Other Medical Facilities and Systems

Other top 25 executive salaries within the general category of health care are employed by Children’s Medical Center, Cook Children’s, and Methodist Hospitals of Dallas. Through the organizations of these five entities, including the aforementioned two, one would suppose, is the majority of health care distributed to citizens of North Texas. It is safe to assume, based on the THR statistic cited above, that one dollar out of every one hundred dollars the citizens of North Texas pay in health care goes directly into the wallets of a relative handful of executives.

Dallas-Fort Worth Hospital Council

It should also be mentioned that number 21 on the top 25 list is the President and CEO of the Dallas-Fort Worth Hospital Council whose total compensation is listed as $451,156. Sitting on the council’s ledger beside revenue of $2.99 million, this chief executive receives about 15% of the fees they receive from member organizations, such as hospitals and other medical facilities.

The Dallas-Fort Worth Hospital Council describes their mission as (from their website):

Creating innovative solutions through collaboration and coordination of efforts; Serving as advocates for day-to-day issues that affect hospitals, while balancing the demands of the region with state and national issues; Providing the most accurate, timely and comprehensive information to our members and other constituents; and, Improving the workforce numbers in our region.

Advocacy sounds a lot like lobbying. Guess who sits on their governing board? There are thirteen regional hospital executives who make up this board of trustees. Ten of the thirteen are in positions as CEO or president of their hospitals.

It’s Not Just Health Care

While health care executives dominate the DBJ’s top 25 list, there are some notable surprises: the Boy Scouts of America (#4 at over $1.2 million), Carter Blood Care (#6, the only woman in the top 10, $1.05 million), three institutions of higher education, the American Heart Association, the United Way, the YMCA of Metropolitan Dallas, The State Fair of Texas, two performing arts organizations, and the Dallas Convention and Visitors Bureau.

Altogether, the top 25 executive compensation packages amount to $26.5 million per year. This would roughly fund the entire salaries of the President of the United States, all 100 U.S. senators, and about 10% of the U.S. House of Representatives.

An Idea

It does not make sense that non-profits can pay this kind of money to top executives without the organizations being subject to the corporate taxation that for-profit companies must pay. It is a poor reflection on what it means to be charitable. It is UN-charitable and greedy.

It is, perhaps, time to reconsider the non-profit tax exemption status. There are reasons beyond this issue of executive compensation. Churches and tax-exempt religious organizations are among the worst offenders of the spirit behind the tax-exempt status. While the law allows a modest degree of political activity, it strictly forbids tax-exempt religious institutions to participate in political campaigns, either for a candidate, or in opposition to one.

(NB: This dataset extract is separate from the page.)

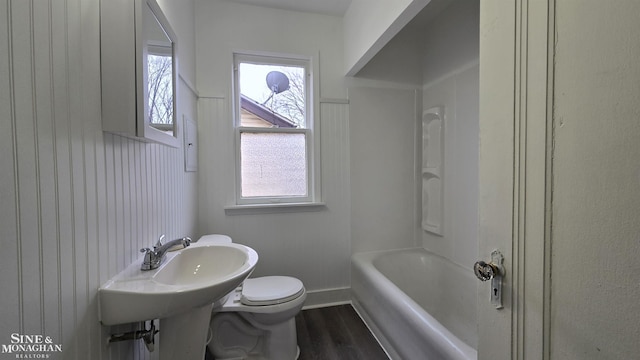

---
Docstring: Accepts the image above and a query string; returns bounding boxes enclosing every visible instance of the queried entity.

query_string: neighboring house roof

An organization will be regarded as attempting to influence legislation if it contacts, or urges the public to contact, members or employees of a legislative body for the purpose of proposing, supporting, or opposing legislation, or if the organization advocates the adoption or rejection of legislation.

Organizations may, however, involve themselves in issues of public policy without the activity being considered as lobbying. For example, organizations may conduct educational meetings, prepare and distribute educational materials, or otherwise consider public policy issues in an educational manner without jeopardizing their tax-exempt status. (IRS website)

Subsidizing extravagant compensation packages, partisan political activity, and safeguarding cronies of old “wink-and-a-nod” politics is beyond the pale for ordinary taxpayers. It is not a partisan issue, but one in the best interest of taxpayers generally.